May 25, 2015

Medical Care of Older Diabetes Patients

I am glad that someone else is writing about this. And she is right, older patients with diabetes are not receiving adequate medical care. Doctors are so busy spending more time looking at the computer, checking off “something” and not really listening to what the patients are saying. Older patients repeatedly expressed frustration at the lack of time they spend with their doctor and feel they are not being heard.

Now not all doctors are doing this, I know, as some of my doctors are using recording devices and either having someone enter the information later or are doing this themselves later.

Recent standards for treatment of older patients with diabetes include more flexibility in setting goals for this population, including current health status (comorbid conditions) and expected lifespan. Due to the many pathways to help monitor and control diabetes, along with the variable and ever changing goals, more individualized time is required to assess and set a disease management course during the patient’s visit to their health care provider. This one on one time, in reality, is shrinking.

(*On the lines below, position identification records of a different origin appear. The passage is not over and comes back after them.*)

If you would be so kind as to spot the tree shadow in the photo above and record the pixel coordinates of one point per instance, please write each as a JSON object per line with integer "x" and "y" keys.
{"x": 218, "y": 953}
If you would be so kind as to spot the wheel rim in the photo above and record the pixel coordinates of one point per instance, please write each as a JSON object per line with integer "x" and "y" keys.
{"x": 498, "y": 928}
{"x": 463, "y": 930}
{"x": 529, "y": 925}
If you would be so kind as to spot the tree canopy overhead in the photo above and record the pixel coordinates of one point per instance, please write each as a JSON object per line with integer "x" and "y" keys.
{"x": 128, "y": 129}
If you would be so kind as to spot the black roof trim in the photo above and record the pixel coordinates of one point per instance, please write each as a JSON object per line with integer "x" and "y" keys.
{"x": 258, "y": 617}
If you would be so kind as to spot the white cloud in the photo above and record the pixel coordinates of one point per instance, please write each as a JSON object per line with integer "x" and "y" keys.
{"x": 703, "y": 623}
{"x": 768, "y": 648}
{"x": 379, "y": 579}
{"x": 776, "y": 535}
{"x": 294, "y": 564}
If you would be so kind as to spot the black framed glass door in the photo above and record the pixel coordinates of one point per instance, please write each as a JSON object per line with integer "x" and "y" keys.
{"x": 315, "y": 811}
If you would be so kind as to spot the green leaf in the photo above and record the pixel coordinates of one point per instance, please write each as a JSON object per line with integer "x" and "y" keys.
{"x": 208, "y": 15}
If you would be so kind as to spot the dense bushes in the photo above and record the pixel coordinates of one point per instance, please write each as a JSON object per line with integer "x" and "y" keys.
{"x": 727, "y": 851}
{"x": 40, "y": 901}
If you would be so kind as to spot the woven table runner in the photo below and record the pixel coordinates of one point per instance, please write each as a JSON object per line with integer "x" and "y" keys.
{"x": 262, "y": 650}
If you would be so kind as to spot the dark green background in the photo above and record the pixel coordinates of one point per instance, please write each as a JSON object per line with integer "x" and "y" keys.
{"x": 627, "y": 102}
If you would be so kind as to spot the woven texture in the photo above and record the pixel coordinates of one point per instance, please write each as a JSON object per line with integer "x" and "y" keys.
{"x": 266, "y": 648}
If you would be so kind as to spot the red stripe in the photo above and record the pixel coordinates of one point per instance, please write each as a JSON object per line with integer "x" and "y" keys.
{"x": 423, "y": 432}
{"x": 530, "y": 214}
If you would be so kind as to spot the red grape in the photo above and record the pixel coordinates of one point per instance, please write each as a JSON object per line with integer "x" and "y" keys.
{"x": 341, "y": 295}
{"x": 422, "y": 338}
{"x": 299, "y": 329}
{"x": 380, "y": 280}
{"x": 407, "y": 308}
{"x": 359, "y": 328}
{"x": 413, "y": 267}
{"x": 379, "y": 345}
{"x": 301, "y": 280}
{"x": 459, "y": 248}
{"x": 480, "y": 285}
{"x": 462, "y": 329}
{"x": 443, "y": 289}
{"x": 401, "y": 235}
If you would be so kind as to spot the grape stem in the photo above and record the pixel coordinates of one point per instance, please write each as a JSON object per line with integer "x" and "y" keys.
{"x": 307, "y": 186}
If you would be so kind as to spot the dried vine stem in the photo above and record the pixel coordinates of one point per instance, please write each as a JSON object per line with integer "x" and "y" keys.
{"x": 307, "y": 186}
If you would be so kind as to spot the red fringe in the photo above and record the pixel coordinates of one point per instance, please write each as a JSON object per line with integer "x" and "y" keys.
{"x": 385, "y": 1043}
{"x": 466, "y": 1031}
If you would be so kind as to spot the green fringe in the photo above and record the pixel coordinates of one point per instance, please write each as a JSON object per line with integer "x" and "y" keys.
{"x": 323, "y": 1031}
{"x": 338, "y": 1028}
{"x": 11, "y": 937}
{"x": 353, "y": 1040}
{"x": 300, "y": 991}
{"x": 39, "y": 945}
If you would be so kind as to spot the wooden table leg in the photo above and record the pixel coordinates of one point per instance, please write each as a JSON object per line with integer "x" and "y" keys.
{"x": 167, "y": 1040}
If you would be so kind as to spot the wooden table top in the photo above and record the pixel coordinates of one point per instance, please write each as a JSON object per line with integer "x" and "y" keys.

I am fortunate to have doctors and nurse practitioners that are helping me along the way. I have left the Diabetes Clinic that served me well until I reached 70 years of age and then they kept telling me to let my A1c rise to 7.0% to 7.5%. Then in a fortunate move, the local Veterans Clinic added a Clinical Pharmacist specializing in diabetes that encourages me to manage my diabetes to the best of my abilities.

I can say that I do not agree with the author when she writes, “We as diabetes educators have such an important job. We can have a huge impact on the lives of the older person with diabetes and help to achieve the 2020 healthy goals for Americans which includes: “Reduce the disease and economic burden of diabetes mellitus (DM) and improve the quality of life for all persons who have, or are at risk for, DM””. This could true if most certified diabetes educators did not teach to a one-size-fits-all mantra. Plus most CDEs do not and will not work with type 2 diabetes people, especially the elderly.

Then with the lack of clinical evidence from trials that confirm treatment therapies for the elderly, those of us over the age of 65 have nothing to compare to for determining whether we are even being treated properly.

The last AACE conference heard of a trial promoting oral medications over insulin in a very small study of only 18 individuals under the age of 60 when oral medications were effective in lowering A1Cs effectively for people starting at 9.0% or higher. Many had stacked oral medications and lost weight as a result. The presenter emphasized that this was better than insulin which often caused weight gain. This only happens when endocrinologists do not advise patients to reduce the quantity of carbohydrates consumed and to find an exercise regimen they can follow.

Since the study did not include people over 65, we don't know if people with other conditions such as kidney problems and heart disease will be able to tolerate this therapy. Yet many doctors will force this therapy on the elderly because it worked for younger patients. This is just another case of elderly discrimination.